Post-hoc comparisons showed that the first access on animate left images was significantly higher compared to inanimate ones,
t(64) > 4.55,
p < .001, and the first access on pleasant images was higher compared to neutral ones (
p< .05) (
Figure 4).
Number of transitions - Number of transitions between the left and right pictures within the same slide ranges from 1 to 23 (M = 4.52, SD = 0.63). Paired samples t-test analysis shows no significant difference when subjects were presented with couple of images with the same thematic content compared with couple of images with different thematic content, t(64) = 1.18, ns. Also, no significant difference was achieved pairing two animate and two inanimate pictures, t(64) = .16, ns.
Discussion and Conclusions
The results so far described illustrate the exploratory behaviour of normal subjects during the vision of affective or neutral pictures. Different valence categories (neutral, pleasant, unpleasant) and thematic content (animate, inanimate) have been considered.
Our findings showed that the number of fixations and the gaze duration were greater for emotional pictures, both pleasant and unpleasant, than for neutral ones. In addition, animate pictures were fixated longer than inanimate ones.
In particular, with respect to the number of fixations, neutral inanimate pictures received the lowest number of fixations. Comparing animate vs. inanimate pictures, valence seems to be significant only for the latter category. As far as total gaze duration is concerned, subjects spent significantly less time on neutral inanimate pictures and more time on pleasant animate ones.
In total 72% of first accesses are made on the left image. The thematic content exerts a significant influence on this dynamic aspect of exploration whereas the valence does not. Dynamic aspects of exploration represented by the number of transitions between the two pictures of a given couple do not seem to be related to the valence neither to the thematic content, although number of transitions significantly varies among subjects (range from 1 to 23).
Therefore, the results of the present study seem to confirm further that neutral pictures attract less the attention of subjects as already reported in the literature (Calvo & Lang, 2004, 2005; Nummenmaa, Hyönä & Calvo, 2006) and suggest the effect of thematic content as an additional significant aspect of visual stimuli that is able to influence exploratory behaviour.
Differences between animate and inanimate objects were also found in other experimental paradigms such as picture naming. Subjects seemed to be faster (Proverbio, Del Zotto & Zani (2007) and more accurate (
Thomas & Forde, 2006) in naming animate objects compared to inanimate ones.
The advantage of the animate objects has been explained by higher within-category similarity for animate in comparison to inanimate ones (Gerlach, 2001; Lag, 2005; Lag, Hveem, Ruud, & Laeng, 2006).
Laws and Neve (
1999) observed a higher “intra-item representational variability” in inanimate pictures and a structural similarity in animate ones.

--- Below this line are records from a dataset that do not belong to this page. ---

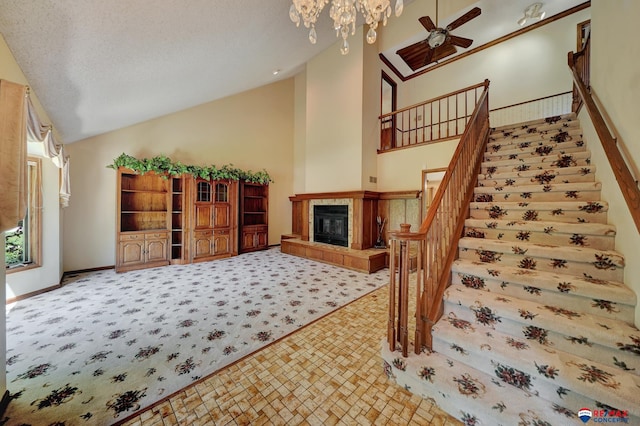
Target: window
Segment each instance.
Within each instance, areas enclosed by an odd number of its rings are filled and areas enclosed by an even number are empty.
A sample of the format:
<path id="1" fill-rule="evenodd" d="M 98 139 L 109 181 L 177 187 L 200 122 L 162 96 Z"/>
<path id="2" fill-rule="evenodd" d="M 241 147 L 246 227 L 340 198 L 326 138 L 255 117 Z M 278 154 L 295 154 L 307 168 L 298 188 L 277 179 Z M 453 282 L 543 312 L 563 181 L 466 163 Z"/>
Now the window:
<path id="1" fill-rule="evenodd" d="M 18 226 L 5 232 L 5 263 L 7 273 L 35 268 L 42 257 L 42 187 L 38 158 L 27 162 L 27 214 Z"/>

Data from linguistic and eye movement paradigms suggest a different processing between animate and inanimate pictures. In addition, a potential relationship between emotional valence and animate semantic category could be taken into account. Recently, Yang, Bellgowan, & Martin (2011), showed stronger activation in the amygdala for animals and humans pictures compared to inanimate objects. Emotional valence and thematic content could interact to influence attention allocation (
Yang et al., 2012).
Finally, both emotional and animate pictures may represent privileged adaptive stimuli with a facilitating effect in cognitive processing. In fact, this kind of stimuli may increase vigilance in dangerous situations. A faster detection of animate and emotional stimuli could be crucial in an evolutionary context.